Gangs of New York? No shit? That's what I woke up to playing in my mind this morning. Now you need to understand, I am not a big movie watcher or fan. I really am frightfully immune to POP culture, don't know the names or roles of actors or actresses, designers or entertainers, etc. I am totally unaffected by advertising, be it radio, TV, print, billboards. That world just slides past me like background noise. Gangs of New York? Really? Yep, really...

What is going on in AZ right now is a localized reaction to a national phenomenon, notwithstanding the stark reality that the U.S. has a very real problem with illegal immigration, border security, etc. I believe it is safe to say that our porous borders are in fact an integral part of our free market system, as is the flow of illegal labor and illegal goods. If there is no demand, the supply dries up. This is Adam Smith and John Locke stuff, friends. Americans demand cheap labor, and Arizona is trying to stem the flow of this resource. How un-American is that?

Yet, in a very real way, what Arizona is doing is as American as the annihilation and subjugation of our indigenous people from the earliest settlers, the fierce and violent resistance to the Micks and the Wops and the Chinks and the Krauts. the Spics, of course, and every other group of "them" which has striven to reach our borders and shores. We have a fine and well chronicled history of nativists who appoint themselves the true Americans and fight tooth and nail against newcomers, intruders, interlopers. Immigrants. As though God created the world, partitioned off America, peopled it with Aryans, and said, "This is good." So sorry, and not sure what you learned in school, if anything, but it didn't happen that way. Not even sort of...

This is about economics, true. But its also about race, notwithstanding the vehement denials of Tea Party activists and other xenophobes.
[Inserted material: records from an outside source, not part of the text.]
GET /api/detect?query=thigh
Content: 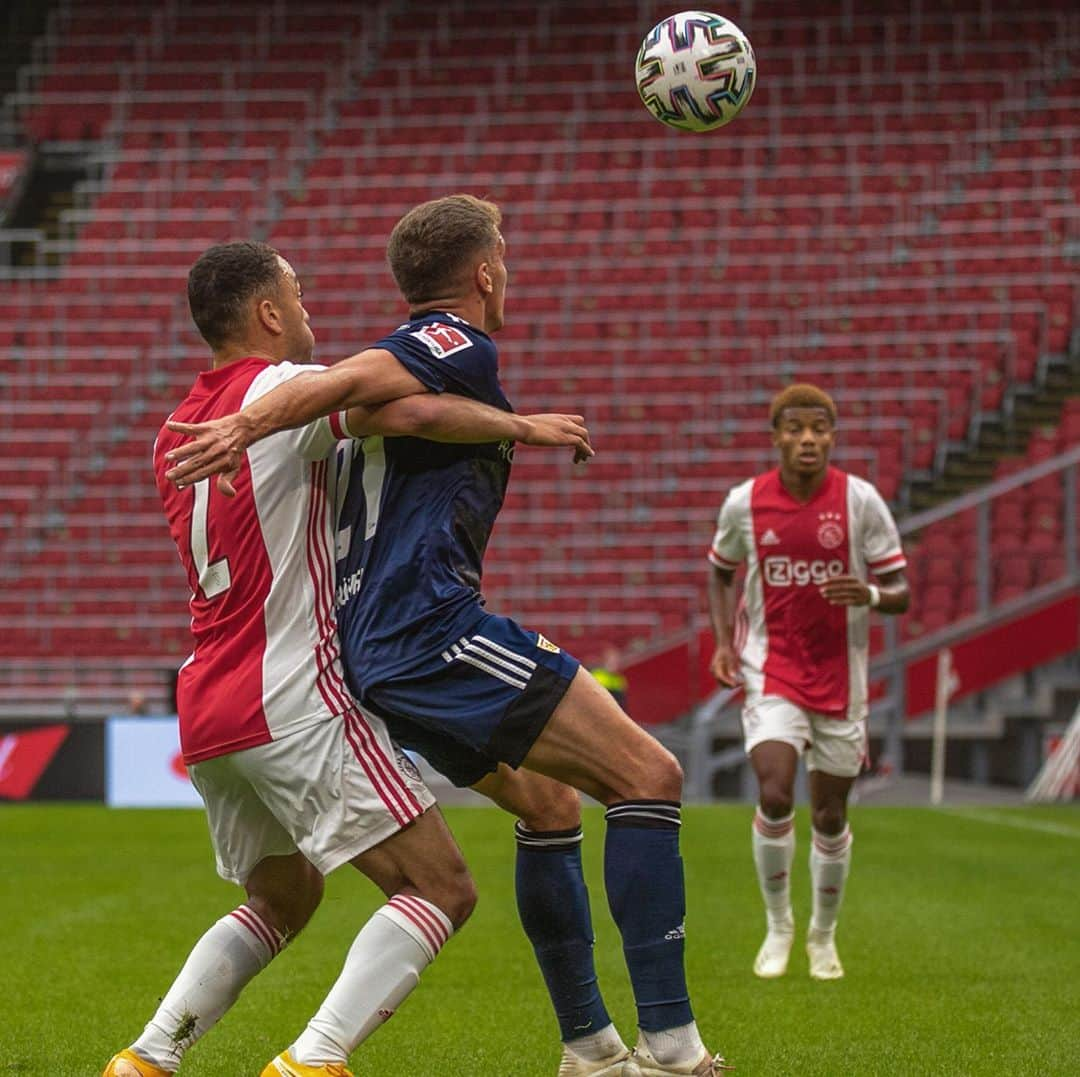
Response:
[514,669,681,804]
[364,615,579,784]
[237,708,434,875]
[188,755,296,886]
[807,714,866,784]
And for anything in America to be about race at the outset of the 21st century should be major cause for pause. Have we not learned anything from our past errors, our history, our nature? Can we not, finally, grow up and see this country for what it really is, and for what it might be?

America today is a boiling cauldron of racial tension. If we are a melting pot, as is often suggested, why are we not melting? Is it that the heat hasn't been high enough? If that's been the case, I assure you we're rapidly reaching the boiling point...

The election of Barack Obama, while uplifting to many of us, was like the thunderclap of Armageddon to far too many whites. And the current economic hard times are generating the same violent anti-immigrant reaction that has manifested itself during every steep economic downturn in our and other nation's histories. The difference here, however, is that a subset of the progressively dwindling white majority is feeling more and more threatened, as the superiority which it has enjoyed since it first stepped foot on these shores carrying its thundersticks and its insatiable lust for land and wealth diminishes year by year. A lust, I should add, which isn't limited to pale skinned Europeans but which was and is totally alien to indigenous peoples throughout the world. Whites like to think that we worked a great deal in bartering for Manhattan with the natives, but in their minds, the goods they got were invaluable, as they had no access to such luxuries in their own local economy, while the whole concept of "owning" land was as alien to them as designer handbags are to me.

My closing point on the upcoming race wars in America, in which I dearly hope my darker-skinned brethren will let me play on their team, is that America is never going to be all that it can and should be, unless and until we overcome, once and for all, the archaic, outmoded and destructive concept of race and racial purity. And this necessity to abandon our native cultures and allow ourselves to truly blend fully and completely into something uniquely and admirably American is not limited to Anglos, but to all who aspire for our nation to be healthy and whole, once again and for better reason a beacon to the rest of the world. Only when we are forced to go to scholars and historians to understand the roots of this music or that dish or this bizarre custom or holiday, and where the whole concept of race takes on a curious, quirky, and altogether archaic hue, will we know that we've arrived...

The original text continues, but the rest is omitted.